The first plank in the Plan A platform was put in place in the autumn of 2008. On 15 September, Lehman Brothers, the 158-year-old investment bank and the fourth largest in the United States, filed for bankruptcy. The shockwaves triggered the global financial crisis. Jon Cunliffe, a senior official in the Cabinet Office, sent an email around Whitehall: ‘If we don’t do something now the whole system is going to go down. We have to act.’1 That week, the survival of British banks RBS and HBOS was at stake. As Prime Minister Gordon Brown and the Labour Party gathered in Manchester for their annual conference on 20 September, Brown was brought a note to say that Goldman Sachs, the bluest of blue-chip banks, might be on the verge of going under. The British economy was in dire danger. Cameron and Osborne regarded Brown as the principal architect of the economic position the country found itself in. But it was the PM who held the initiative, and was about to absolve himself of any blame.

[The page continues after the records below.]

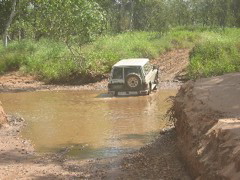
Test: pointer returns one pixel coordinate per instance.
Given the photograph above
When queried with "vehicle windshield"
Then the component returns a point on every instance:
(117, 73)
(128, 70)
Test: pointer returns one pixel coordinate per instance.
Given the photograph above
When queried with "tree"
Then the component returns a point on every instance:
(8, 23)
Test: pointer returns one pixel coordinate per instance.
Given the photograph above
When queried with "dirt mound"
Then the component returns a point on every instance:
(208, 126)
(3, 118)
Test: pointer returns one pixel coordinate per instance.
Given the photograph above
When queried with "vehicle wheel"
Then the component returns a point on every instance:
(156, 81)
(133, 81)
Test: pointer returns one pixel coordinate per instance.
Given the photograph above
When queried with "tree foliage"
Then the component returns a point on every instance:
(82, 20)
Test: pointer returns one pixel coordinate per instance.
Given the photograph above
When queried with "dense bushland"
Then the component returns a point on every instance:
(216, 54)
(54, 61)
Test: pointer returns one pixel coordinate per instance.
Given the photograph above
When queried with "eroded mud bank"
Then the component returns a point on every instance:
(208, 126)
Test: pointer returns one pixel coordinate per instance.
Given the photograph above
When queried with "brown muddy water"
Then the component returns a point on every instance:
(88, 124)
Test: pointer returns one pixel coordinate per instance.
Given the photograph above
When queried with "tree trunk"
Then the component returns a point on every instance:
(5, 32)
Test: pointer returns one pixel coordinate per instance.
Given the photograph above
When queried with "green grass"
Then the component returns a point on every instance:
(215, 52)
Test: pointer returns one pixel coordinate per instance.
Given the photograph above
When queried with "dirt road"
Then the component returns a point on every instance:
(158, 160)
(171, 65)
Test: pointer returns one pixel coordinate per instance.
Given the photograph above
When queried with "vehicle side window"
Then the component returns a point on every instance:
(128, 70)
(147, 68)
(117, 73)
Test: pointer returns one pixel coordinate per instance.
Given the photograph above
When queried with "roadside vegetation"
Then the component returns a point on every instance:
(216, 54)
(59, 41)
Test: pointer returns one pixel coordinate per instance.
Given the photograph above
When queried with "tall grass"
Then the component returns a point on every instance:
(53, 61)
(216, 54)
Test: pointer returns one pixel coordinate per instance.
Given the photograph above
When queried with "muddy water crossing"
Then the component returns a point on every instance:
(88, 124)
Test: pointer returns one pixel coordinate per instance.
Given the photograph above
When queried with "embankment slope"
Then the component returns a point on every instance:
(3, 118)
(208, 126)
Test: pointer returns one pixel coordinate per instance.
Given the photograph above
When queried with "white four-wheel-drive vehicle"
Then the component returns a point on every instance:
(133, 77)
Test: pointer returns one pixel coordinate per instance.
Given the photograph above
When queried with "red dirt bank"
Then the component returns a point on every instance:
(208, 126)
(3, 118)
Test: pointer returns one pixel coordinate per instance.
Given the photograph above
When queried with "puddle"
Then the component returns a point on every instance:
(88, 124)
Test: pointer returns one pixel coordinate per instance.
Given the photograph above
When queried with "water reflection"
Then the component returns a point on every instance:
(78, 123)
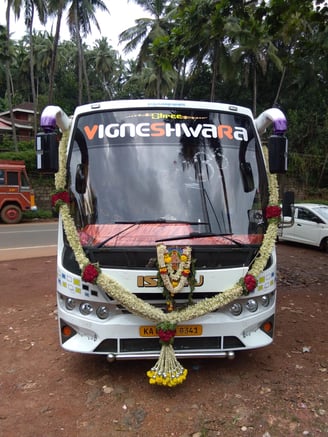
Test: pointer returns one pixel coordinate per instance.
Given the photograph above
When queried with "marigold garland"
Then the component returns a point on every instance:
(167, 371)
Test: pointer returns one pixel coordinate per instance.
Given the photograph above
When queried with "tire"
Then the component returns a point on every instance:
(11, 214)
(324, 245)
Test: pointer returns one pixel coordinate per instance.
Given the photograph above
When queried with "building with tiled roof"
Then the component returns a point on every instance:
(24, 118)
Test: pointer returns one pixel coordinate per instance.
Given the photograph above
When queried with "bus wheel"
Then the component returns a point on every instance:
(11, 214)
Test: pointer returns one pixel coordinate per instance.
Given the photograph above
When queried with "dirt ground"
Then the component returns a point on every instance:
(281, 390)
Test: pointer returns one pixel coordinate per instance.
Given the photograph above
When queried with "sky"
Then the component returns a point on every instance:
(123, 14)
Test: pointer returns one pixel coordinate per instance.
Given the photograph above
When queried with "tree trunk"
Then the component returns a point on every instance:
(34, 96)
(254, 92)
(280, 86)
(54, 54)
(8, 80)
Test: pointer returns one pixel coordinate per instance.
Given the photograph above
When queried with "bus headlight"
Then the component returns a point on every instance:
(102, 312)
(236, 309)
(251, 305)
(86, 308)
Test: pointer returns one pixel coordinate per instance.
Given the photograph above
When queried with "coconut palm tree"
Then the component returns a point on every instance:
(55, 7)
(152, 34)
(10, 4)
(81, 14)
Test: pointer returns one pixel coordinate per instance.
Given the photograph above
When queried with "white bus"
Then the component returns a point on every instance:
(168, 214)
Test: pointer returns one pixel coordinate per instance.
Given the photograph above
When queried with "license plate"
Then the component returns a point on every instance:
(181, 331)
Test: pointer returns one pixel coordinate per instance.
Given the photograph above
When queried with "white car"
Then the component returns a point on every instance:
(310, 225)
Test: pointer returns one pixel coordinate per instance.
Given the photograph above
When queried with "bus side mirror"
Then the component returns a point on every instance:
(288, 203)
(81, 178)
(247, 176)
(278, 150)
(46, 145)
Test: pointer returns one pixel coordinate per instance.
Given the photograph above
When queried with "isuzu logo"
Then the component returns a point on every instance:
(151, 281)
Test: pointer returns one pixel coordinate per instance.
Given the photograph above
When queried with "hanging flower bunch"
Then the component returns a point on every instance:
(90, 273)
(249, 283)
(167, 371)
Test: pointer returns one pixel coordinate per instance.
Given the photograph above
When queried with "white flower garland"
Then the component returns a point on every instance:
(138, 306)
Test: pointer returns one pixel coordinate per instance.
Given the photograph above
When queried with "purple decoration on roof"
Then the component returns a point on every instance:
(280, 126)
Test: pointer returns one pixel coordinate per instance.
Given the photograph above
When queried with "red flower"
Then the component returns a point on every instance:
(272, 211)
(90, 273)
(250, 283)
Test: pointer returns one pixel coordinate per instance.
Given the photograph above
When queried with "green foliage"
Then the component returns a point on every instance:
(256, 54)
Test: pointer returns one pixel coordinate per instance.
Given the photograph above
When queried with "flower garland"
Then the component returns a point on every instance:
(167, 371)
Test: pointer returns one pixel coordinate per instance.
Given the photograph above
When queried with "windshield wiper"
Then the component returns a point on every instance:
(98, 246)
(141, 222)
(202, 235)
(160, 220)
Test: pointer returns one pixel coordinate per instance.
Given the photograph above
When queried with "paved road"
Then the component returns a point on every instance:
(28, 240)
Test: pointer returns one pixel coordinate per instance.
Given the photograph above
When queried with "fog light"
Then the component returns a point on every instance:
(265, 300)
(86, 309)
(70, 304)
(251, 305)
(236, 309)
(102, 312)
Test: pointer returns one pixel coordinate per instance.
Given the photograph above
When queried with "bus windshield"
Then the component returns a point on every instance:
(184, 166)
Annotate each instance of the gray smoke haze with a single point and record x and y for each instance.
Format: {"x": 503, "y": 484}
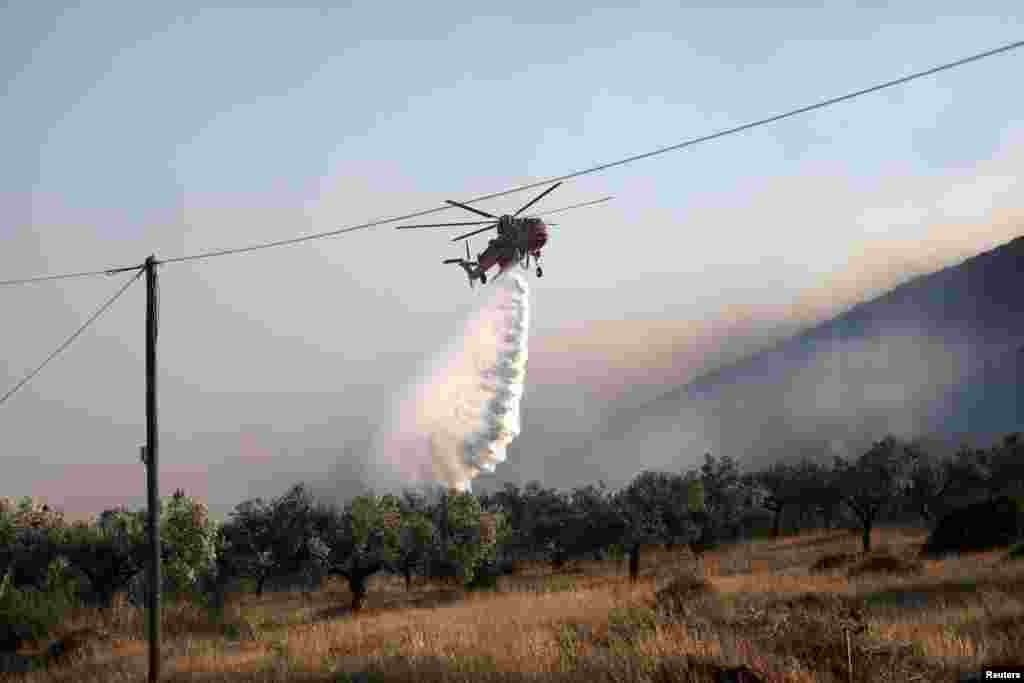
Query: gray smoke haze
{"x": 832, "y": 398}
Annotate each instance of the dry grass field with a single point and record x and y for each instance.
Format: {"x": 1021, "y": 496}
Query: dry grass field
{"x": 762, "y": 604}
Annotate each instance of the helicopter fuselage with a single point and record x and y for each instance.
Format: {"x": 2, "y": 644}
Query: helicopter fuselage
{"x": 517, "y": 239}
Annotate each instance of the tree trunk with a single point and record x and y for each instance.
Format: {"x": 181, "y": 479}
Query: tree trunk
{"x": 776, "y": 522}
{"x": 357, "y": 585}
{"x": 634, "y": 562}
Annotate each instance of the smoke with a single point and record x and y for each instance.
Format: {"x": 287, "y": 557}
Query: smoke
{"x": 458, "y": 421}
{"x": 832, "y": 398}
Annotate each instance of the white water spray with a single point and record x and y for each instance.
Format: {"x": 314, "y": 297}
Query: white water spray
{"x": 459, "y": 421}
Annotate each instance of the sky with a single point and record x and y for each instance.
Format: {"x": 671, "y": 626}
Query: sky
{"x": 133, "y": 129}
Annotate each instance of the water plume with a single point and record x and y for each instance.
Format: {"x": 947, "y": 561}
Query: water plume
{"x": 459, "y": 420}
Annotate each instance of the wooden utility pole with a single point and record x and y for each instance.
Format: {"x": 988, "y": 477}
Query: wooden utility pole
{"x": 152, "y": 466}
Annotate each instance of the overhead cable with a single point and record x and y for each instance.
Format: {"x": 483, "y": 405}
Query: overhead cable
{"x": 75, "y": 336}
{"x": 594, "y": 169}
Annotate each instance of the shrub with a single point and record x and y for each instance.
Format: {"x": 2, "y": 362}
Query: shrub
{"x": 978, "y": 526}
{"x": 28, "y": 614}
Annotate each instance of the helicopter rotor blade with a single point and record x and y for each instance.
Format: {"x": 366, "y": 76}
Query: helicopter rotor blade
{"x": 466, "y": 222}
{"x": 537, "y": 199}
{"x": 573, "y": 206}
{"x": 469, "y": 208}
{"x": 469, "y": 235}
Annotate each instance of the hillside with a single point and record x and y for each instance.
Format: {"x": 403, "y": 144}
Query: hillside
{"x": 940, "y": 355}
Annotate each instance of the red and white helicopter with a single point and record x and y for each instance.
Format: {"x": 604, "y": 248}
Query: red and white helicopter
{"x": 518, "y": 238}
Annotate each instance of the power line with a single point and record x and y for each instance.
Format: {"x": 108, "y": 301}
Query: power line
{"x": 70, "y": 275}
{"x": 594, "y": 169}
{"x": 67, "y": 343}
{"x": 628, "y": 160}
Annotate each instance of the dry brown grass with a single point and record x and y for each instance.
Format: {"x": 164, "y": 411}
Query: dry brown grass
{"x": 761, "y": 606}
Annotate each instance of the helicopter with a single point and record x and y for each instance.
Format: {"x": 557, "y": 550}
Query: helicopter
{"x": 519, "y": 239}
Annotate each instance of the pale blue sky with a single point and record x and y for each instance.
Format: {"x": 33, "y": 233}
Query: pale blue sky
{"x": 137, "y": 128}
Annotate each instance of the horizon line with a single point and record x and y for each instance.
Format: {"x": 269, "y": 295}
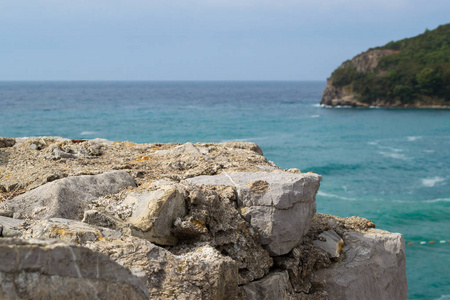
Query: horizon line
{"x": 165, "y": 80}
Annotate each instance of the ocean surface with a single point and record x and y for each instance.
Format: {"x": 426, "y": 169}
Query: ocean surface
{"x": 391, "y": 166}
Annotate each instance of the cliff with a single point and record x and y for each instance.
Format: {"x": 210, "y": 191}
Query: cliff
{"x": 413, "y": 72}
{"x": 98, "y": 219}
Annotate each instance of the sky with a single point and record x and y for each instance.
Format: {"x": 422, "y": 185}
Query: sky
{"x": 200, "y": 39}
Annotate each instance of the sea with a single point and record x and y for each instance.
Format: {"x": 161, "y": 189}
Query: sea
{"x": 391, "y": 166}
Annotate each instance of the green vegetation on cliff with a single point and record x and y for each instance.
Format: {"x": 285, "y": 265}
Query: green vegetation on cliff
{"x": 417, "y": 72}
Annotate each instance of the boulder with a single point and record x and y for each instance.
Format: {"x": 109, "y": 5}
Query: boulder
{"x": 10, "y": 227}
{"x": 275, "y": 286}
{"x": 156, "y": 211}
{"x": 199, "y": 272}
{"x": 279, "y": 205}
{"x": 213, "y": 218}
{"x": 66, "y": 197}
{"x": 7, "y": 142}
{"x": 330, "y": 242}
{"x": 374, "y": 268}
{"x": 70, "y": 231}
{"x": 44, "y": 269}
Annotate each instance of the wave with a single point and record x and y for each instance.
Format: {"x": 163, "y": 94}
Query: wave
{"x": 443, "y": 297}
{"x": 390, "y": 148}
{"x": 332, "y": 167}
{"x": 431, "y": 182}
{"x": 437, "y": 200}
{"x": 88, "y": 133}
{"x": 413, "y": 138}
{"x": 393, "y": 155}
{"x": 323, "y": 194}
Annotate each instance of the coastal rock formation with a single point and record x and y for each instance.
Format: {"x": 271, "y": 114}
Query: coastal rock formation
{"x": 279, "y": 205}
{"x": 156, "y": 211}
{"x": 335, "y": 95}
{"x": 65, "y": 197}
{"x": 171, "y": 221}
{"x": 410, "y": 73}
{"x": 374, "y": 266}
{"x": 45, "y": 269}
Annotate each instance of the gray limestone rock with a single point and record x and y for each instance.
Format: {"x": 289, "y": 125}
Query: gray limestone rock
{"x": 200, "y": 272}
{"x": 43, "y": 269}
{"x": 11, "y": 227}
{"x": 330, "y": 242}
{"x": 7, "y": 142}
{"x": 66, "y": 197}
{"x": 275, "y": 286}
{"x": 374, "y": 268}
{"x": 213, "y": 218}
{"x": 279, "y": 205}
{"x": 70, "y": 231}
{"x": 156, "y": 211}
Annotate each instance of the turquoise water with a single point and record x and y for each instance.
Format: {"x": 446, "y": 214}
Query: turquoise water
{"x": 388, "y": 165}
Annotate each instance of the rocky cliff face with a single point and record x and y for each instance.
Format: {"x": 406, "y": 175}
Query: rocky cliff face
{"x": 344, "y": 96}
{"x": 119, "y": 220}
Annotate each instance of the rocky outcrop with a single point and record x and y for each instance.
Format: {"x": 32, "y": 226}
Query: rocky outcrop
{"x": 279, "y": 205}
{"x": 66, "y": 197}
{"x": 7, "y": 142}
{"x": 40, "y": 269}
{"x": 374, "y": 268}
{"x": 156, "y": 211}
{"x": 204, "y": 221}
{"x": 344, "y": 96}
{"x": 274, "y": 286}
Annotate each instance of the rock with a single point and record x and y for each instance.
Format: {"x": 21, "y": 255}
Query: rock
{"x": 66, "y": 197}
{"x": 330, "y": 242}
{"x": 374, "y": 268}
{"x": 100, "y": 141}
{"x": 213, "y": 218}
{"x": 7, "y": 142}
{"x": 39, "y": 269}
{"x": 65, "y": 230}
{"x": 274, "y": 286}
{"x": 199, "y": 273}
{"x": 97, "y": 218}
{"x": 11, "y": 227}
{"x": 156, "y": 211}
{"x": 279, "y": 205}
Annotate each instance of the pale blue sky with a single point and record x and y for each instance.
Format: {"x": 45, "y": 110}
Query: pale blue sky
{"x": 200, "y": 39}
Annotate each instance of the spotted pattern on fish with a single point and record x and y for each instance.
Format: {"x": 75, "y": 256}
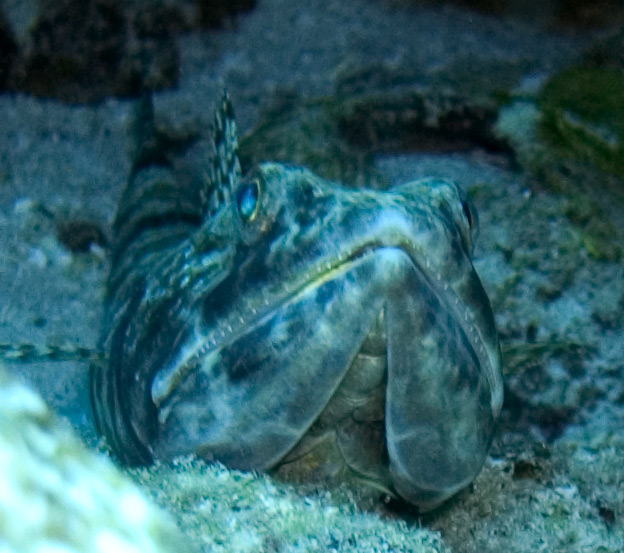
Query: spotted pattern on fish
{"x": 279, "y": 321}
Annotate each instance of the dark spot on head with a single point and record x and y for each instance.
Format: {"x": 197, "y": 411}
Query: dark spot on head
{"x": 79, "y": 236}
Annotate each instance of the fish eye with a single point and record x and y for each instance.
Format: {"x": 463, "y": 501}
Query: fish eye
{"x": 247, "y": 200}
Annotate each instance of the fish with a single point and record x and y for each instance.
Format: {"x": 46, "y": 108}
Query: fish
{"x": 277, "y": 321}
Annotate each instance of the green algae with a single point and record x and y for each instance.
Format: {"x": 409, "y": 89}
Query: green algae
{"x": 583, "y": 116}
{"x": 568, "y": 141}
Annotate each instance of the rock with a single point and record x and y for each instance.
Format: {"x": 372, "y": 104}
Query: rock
{"x": 57, "y": 495}
{"x": 81, "y": 51}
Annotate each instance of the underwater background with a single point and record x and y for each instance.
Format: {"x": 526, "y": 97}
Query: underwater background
{"x": 521, "y": 103}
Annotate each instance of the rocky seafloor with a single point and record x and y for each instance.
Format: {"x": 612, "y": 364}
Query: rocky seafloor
{"x": 525, "y": 115}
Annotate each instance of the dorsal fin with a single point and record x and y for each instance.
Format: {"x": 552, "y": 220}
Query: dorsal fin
{"x": 226, "y": 170}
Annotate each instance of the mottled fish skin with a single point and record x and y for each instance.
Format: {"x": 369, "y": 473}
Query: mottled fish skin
{"x": 251, "y": 319}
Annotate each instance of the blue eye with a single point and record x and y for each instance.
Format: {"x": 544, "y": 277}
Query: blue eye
{"x": 247, "y": 198}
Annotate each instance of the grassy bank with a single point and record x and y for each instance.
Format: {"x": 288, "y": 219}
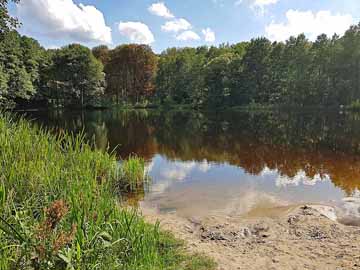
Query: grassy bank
{"x": 59, "y": 208}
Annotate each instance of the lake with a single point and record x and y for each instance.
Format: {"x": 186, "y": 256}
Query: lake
{"x": 233, "y": 164}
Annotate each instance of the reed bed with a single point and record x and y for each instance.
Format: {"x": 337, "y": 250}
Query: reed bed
{"x": 58, "y": 208}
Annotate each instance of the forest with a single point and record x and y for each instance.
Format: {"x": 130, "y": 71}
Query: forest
{"x": 298, "y": 72}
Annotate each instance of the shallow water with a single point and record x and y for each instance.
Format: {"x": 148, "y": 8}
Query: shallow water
{"x": 230, "y": 164}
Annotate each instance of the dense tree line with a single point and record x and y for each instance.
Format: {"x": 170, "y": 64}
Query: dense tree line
{"x": 297, "y": 72}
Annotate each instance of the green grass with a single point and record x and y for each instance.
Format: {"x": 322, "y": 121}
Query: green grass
{"x": 132, "y": 174}
{"x": 59, "y": 210}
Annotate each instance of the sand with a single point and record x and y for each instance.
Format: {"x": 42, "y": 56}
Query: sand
{"x": 293, "y": 237}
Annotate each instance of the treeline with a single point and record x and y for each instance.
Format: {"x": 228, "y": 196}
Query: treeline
{"x": 297, "y": 72}
{"x": 67, "y": 76}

Brown took the unusual step of addressing the Labour conference on the opening Saturday, speaking without notes and with gravitas about the profound problems in the global economy. It underpinned his own position in the party, as well as in the country, as the leader uniquely placed to handle the grave predicament. His main speech on Tuesday 23 September was preceded by a masterstroke. The conference expected him on the podium, but his wife Sarah walked on to the stage. ‘Every day I see him motivated to work for the best interests of the people around the country,’ she said, concluding her two minutes by introducing ‘my husband, the leader of your party, your prime minister, Gordon Brown’. It was a coup.2 He remained on a high throughout the speech. His most effective line was that it was ‘no time for a novice’, referring not only to Cameron, but also to Brown’s would-be challenger, David Miliband. The most powerful of his three conference speeches as prime minister, it further underwrote his credentials as saviour of the nation. Brown left Britain on 24 September on a much-hyped trip to New York and Washington, leaving Cameron and Osborne behind at their conference desperately trying to find a way to make an impact. As PM, he had found a role.